- Born: April 8, 1947 (age 78)
- Occupation: Historian
- Spouse: Jüri Kivimäe

= Sirje Kivimäe =

Estonian historian (born 1947)

Sirje Kivimäe (born April 8, 1947) is an Estonian historian.

==Career==
Kivimäe has worked as a history lecturer at the University of Tartu and as a teacher at Tallinn Secondary School No. 32. Her research focuses on Baltic Germans and women that are marginalized in Estonian society today. She founded the Baltic German Cultural Society in 1988, and she serves as its chair.

==Awards and recognitions==
- 1996: Order of Merit of the Federal Republic of Germany, 1st Class
- 1998: Mother of the Year

==Family==
Sirje Kivimäe's husband is the historian Jüri Kivimäe.

==Publications==
- 1994: (editor) Liivimaa üldkasulik ja ökonoomiline sotsieteet 200. Akadeemilise Baltisaksa Kultuuri Seltsi konverentsi materjale, 25. september 1992 (Livonian Public Benefit and Economic Society 200th Academic Baltic German Cultural Society Conference Materials, September 25, 1992).
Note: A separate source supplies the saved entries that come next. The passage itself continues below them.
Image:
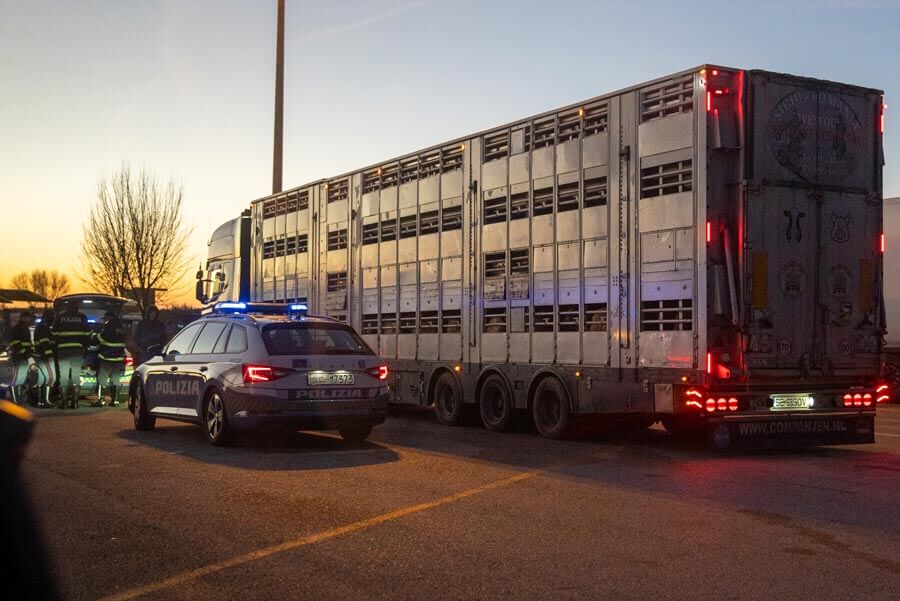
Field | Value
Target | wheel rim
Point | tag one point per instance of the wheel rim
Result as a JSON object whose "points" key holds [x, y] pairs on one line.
{"points": [[549, 410], [215, 416], [494, 403], [447, 399]]}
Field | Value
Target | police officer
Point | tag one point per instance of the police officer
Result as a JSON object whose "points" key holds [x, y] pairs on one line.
{"points": [[112, 358], [71, 331], [20, 349], [46, 355]]}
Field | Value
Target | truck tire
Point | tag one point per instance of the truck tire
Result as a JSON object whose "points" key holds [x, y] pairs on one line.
{"points": [[550, 408], [496, 405], [143, 420], [448, 400]]}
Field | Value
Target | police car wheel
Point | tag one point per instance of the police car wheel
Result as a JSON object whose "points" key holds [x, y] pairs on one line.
{"points": [[495, 404], [215, 421], [142, 418], [356, 433], [550, 408], [447, 400]]}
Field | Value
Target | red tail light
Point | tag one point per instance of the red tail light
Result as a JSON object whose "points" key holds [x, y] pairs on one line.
{"points": [[380, 372], [254, 374]]}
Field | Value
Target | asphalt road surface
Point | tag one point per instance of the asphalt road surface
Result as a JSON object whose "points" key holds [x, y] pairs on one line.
{"points": [[424, 511]]}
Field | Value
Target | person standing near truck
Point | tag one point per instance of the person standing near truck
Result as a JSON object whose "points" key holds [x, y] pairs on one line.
{"points": [[20, 349], [71, 332], [112, 359], [46, 355]]}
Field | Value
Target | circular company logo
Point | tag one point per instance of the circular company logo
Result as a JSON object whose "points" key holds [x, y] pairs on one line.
{"points": [[816, 135]]}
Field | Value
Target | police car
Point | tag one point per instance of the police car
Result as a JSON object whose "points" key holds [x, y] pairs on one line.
{"points": [[251, 365]]}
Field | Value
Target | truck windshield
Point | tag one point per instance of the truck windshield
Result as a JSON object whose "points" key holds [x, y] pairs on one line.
{"points": [[313, 339]]}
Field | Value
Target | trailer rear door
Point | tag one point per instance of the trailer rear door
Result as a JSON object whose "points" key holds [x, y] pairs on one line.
{"points": [[812, 260]]}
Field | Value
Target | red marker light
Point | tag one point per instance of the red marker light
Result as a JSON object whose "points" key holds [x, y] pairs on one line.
{"points": [[380, 372]]}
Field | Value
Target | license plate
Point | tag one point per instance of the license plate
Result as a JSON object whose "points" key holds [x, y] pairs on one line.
{"points": [[788, 402], [325, 378]]}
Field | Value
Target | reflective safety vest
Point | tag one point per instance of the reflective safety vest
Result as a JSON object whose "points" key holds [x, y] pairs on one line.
{"points": [[20, 344], [43, 339], [71, 331], [112, 341]]}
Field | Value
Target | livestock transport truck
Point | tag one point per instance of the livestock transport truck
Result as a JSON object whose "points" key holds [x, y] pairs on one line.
{"points": [[703, 249]]}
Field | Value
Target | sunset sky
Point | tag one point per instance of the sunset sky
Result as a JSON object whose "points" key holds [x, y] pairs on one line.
{"points": [[185, 88]]}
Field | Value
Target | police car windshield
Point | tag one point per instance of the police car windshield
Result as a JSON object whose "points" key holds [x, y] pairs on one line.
{"points": [[313, 339]]}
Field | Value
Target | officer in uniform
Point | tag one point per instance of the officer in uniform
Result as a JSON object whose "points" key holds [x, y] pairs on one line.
{"points": [[20, 349], [112, 358], [46, 355], [71, 332]]}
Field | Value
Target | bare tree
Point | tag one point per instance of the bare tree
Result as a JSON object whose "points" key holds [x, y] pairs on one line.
{"points": [[47, 283], [135, 241]]}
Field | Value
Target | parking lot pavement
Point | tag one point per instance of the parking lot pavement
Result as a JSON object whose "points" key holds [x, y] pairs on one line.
{"points": [[425, 511]]}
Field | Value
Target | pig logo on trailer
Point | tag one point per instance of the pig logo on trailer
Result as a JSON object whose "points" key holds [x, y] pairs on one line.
{"points": [[840, 228], [816, 135]]}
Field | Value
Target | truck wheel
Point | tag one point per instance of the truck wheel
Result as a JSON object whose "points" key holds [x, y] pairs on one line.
{"points": [[143, 420], [495, 404], [550, 408], [448, 400], [218, 432]]}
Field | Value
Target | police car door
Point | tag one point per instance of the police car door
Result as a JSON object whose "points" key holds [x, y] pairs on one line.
{"points": [[198, 365], [168, 376]]}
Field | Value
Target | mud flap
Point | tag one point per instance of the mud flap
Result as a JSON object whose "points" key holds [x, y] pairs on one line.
{"points": [[791, 431]]}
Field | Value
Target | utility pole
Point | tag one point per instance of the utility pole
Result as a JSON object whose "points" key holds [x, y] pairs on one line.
{"points": [[279, 102]]}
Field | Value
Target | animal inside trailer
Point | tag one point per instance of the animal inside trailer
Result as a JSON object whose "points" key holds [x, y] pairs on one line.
{"points": [[701, 249]]}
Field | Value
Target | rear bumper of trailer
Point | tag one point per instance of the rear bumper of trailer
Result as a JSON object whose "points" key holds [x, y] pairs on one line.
{"points": [[791, 429]]}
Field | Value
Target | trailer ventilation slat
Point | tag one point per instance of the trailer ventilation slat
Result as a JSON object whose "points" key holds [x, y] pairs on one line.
{"points": [[370, 233], [568, 126], [595, 317], [543, 318], [370, 323], [451, 321], [596, 118], [388, 230], [336, 282], [543, 133], [338, 190], [567, 197], [666, 99], [495, 264], [542, 201], [494, 210], [667, 315], [337, 239], [595, 192], [568, 318], [451, 158], [496, 146], [494, 321], [669, 178], [429, 164], [451, 218], [408, 226], [428, 322], [409, 170], [518, 206], [429, 222], [408, 322]]}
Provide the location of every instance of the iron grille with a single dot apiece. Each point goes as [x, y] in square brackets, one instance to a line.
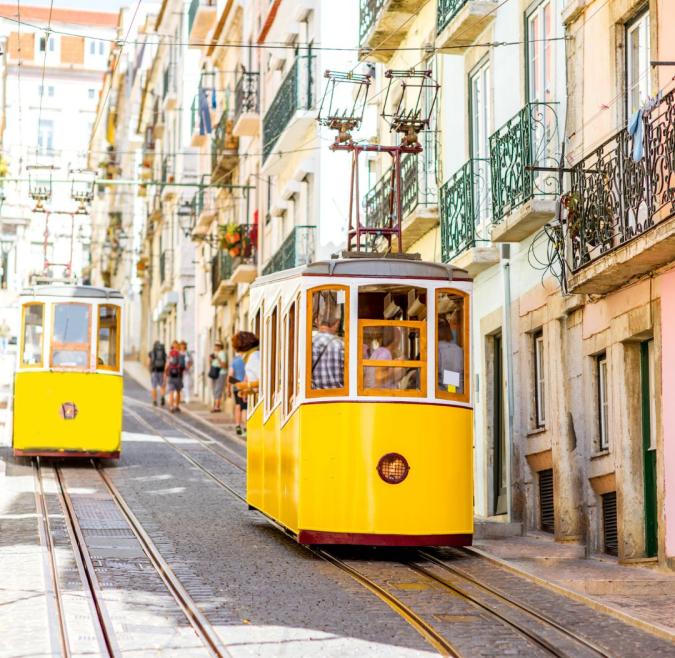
[609, 527]
[546, 505]
[614, 198]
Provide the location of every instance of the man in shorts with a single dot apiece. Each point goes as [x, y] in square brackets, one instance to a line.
[157, 364]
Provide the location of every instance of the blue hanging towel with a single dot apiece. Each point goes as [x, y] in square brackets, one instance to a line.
[204, 113]
[636, 129]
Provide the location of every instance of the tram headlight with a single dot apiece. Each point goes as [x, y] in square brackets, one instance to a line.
[393, 468]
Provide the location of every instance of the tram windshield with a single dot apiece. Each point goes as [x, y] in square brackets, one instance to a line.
[392, 340]
[71, 339]
[31, 354]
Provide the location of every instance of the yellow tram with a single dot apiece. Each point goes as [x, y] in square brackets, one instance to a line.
[362, 431]
[68, 382]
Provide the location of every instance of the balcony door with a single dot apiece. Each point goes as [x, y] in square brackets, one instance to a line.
[479, 112]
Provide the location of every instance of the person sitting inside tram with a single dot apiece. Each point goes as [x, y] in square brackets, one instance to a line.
[328, 353]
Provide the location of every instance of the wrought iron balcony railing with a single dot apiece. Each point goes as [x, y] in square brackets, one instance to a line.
[614, 197]
[529, 139]
[247, 94]
[446, 11]
[297, 249]
[369, 12]
[417, 188]
[465, 208]
[295, 93]
[221, 269]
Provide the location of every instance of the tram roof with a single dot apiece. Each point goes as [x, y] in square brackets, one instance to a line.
[90, 292]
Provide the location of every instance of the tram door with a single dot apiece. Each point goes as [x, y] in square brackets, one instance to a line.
[498, 434]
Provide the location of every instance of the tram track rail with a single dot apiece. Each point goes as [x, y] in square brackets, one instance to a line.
[103, 625]
[427, 630]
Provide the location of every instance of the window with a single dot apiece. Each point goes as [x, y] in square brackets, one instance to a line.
[71, 339]
[539, 380]
[392, 341]
[45, 136]
[33, 330]
[452, 341]
[603, 410]
[107, 355]
[637, 63]
[540, 51]
[291, 352]
[479, 96]
[328, 341]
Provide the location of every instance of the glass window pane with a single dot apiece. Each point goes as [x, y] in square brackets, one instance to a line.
[108, 329]
[32, 335]
[451, 353]
[70, 344]
[328, 336]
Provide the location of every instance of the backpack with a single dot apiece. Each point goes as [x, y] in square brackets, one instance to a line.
[158, 358]
[176, 366]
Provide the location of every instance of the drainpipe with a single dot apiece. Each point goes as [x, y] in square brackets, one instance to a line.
[507, 361]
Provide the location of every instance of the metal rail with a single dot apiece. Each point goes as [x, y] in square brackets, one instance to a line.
[426, 630]
[515, 604]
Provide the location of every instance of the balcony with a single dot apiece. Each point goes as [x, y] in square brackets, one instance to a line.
[419, 201]
[169, 89]
[459, 23]
[297, 249]
[168, 178]
[384, 23]
[224, 148]
[290, 114]
[221, 278]
[202, 16]
[247, 105]
[620, 212]
[465, 217]
[524, 200]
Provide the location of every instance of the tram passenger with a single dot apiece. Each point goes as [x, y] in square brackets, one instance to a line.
[174, 377]
[218, 375]
[157, 364]
[328, 353]
[450, 353]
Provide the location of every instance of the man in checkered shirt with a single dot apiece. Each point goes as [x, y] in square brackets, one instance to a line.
[328, 355]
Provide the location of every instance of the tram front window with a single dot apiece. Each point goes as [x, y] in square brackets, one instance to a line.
[32, 335]
[392, 340]
[108, 337]
[70, 344]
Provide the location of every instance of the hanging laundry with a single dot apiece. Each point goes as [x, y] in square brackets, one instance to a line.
[204, 113]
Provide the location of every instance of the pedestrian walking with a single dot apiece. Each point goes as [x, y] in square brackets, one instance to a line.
[218, 375]
[188, 361]
[174, 378]
[157, 365]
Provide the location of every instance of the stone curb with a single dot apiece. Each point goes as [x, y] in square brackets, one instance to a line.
[655, 629]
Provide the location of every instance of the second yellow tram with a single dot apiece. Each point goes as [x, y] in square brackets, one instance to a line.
[362, 432]
[67, 399]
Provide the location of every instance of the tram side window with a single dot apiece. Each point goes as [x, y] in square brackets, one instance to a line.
[329, 317]
[71, 340]
[33, 316]
[392, 340]
[108, 337]
[452, 352]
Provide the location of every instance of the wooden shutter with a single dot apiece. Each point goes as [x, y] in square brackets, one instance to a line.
[611, 539]
[72, 50]
[546, 507]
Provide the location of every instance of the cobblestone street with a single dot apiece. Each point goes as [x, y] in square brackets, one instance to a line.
[165, 538]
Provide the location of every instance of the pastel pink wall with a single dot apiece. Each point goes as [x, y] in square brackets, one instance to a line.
[668, 402]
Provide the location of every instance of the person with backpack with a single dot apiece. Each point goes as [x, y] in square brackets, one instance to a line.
[157, 365]
[175, 367]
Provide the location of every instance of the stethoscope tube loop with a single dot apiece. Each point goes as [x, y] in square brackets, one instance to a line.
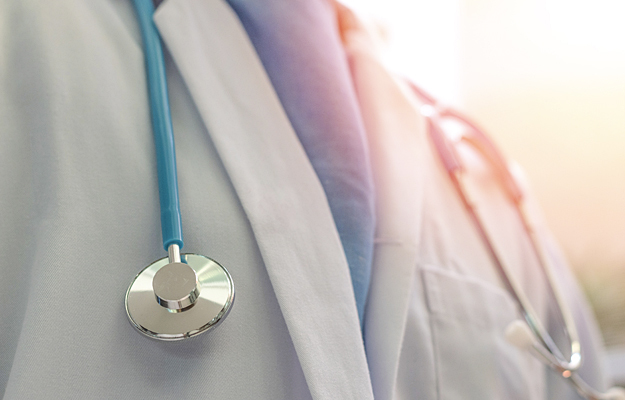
[534, 336]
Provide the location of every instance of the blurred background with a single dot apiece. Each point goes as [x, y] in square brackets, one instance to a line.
[546, 79]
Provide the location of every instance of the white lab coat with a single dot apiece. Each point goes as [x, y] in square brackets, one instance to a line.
[80, 217]
[437, 309]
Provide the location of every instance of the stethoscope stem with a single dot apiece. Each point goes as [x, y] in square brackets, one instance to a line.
[171, 223]
[173, 252]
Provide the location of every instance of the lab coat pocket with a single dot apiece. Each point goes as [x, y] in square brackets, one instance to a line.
[468, 318]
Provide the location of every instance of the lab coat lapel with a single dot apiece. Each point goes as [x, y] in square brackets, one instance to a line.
[278, 189]
[397, 138]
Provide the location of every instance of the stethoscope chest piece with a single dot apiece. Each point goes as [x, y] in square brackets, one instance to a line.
[174, 301]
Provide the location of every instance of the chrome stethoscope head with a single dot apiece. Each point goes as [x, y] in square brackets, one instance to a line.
[529, 334]
[179, 296]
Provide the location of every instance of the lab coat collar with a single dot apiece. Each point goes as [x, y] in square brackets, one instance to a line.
[278, 189]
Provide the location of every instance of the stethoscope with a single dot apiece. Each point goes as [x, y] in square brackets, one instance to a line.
[529, 334]
[181, 295]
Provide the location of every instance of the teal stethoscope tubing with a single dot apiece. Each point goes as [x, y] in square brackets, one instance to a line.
[171, 224]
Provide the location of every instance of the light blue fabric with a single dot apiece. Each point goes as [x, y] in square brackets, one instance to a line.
[299, 45]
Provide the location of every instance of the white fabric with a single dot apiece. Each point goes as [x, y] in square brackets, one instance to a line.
[437, 309]
[80, 214]
[80, 217]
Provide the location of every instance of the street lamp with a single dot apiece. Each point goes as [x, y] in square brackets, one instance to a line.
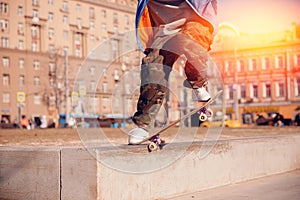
[123, 68]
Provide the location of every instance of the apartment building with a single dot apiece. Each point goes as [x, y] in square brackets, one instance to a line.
[45, 41]
[261, 72]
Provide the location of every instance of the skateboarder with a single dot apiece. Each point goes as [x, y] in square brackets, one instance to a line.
[166, 30]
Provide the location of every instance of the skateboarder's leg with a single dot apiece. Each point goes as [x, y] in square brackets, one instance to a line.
[194, 47]
[152, 92]
[154, 75]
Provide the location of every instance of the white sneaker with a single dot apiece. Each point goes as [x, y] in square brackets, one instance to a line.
[137, 135]
[202, 94]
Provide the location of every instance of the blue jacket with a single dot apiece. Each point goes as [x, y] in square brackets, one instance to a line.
[206, 9]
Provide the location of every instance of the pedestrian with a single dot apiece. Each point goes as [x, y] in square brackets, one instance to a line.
[278, 120]
[167, 30]
[297, 119]
[24, 122]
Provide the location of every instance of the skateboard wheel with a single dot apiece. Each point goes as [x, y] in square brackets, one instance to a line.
[203, 117]
[209, 113]
[152, 147]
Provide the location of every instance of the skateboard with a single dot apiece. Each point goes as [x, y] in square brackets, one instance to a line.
[204, 113]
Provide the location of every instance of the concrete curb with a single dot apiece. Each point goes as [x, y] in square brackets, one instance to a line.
[73, 173]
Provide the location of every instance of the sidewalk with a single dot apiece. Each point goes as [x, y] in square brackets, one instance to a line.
[277, 187]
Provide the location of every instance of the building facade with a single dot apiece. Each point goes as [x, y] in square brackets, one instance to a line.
[44, 44]
[261, 72]
[80, 56]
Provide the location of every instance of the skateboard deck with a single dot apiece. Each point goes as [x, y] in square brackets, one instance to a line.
[180, 119]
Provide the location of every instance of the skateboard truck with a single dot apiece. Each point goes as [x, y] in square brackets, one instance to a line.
[205, 113]
[155, 143]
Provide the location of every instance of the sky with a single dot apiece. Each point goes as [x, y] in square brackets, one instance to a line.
[259, 16]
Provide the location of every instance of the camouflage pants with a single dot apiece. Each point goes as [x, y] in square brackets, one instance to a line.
[157, 65]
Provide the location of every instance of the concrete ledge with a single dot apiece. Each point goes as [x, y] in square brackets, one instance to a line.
[74, 173]
[29, 173]
[230, 162]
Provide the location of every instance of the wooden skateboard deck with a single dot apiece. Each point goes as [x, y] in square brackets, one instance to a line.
[182, 118]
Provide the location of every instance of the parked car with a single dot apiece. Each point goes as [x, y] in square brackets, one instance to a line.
[218, 123]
Tartu: Livländische Gemeinnützige und Ökonomische Sozietät. 151 pages.
- 2006: Paul Johansen. Kaugete aegade sära (The Luster of Distant Times), = Eesti mõttelugu 65. Compiled, foreword, and afterword by Jüri Kivimäe. Translated by Jüri Kivimäe, Sirje Kivimäe, and Eerik-Niiles Kross. Tartu: Ilmamaa. 528 pages.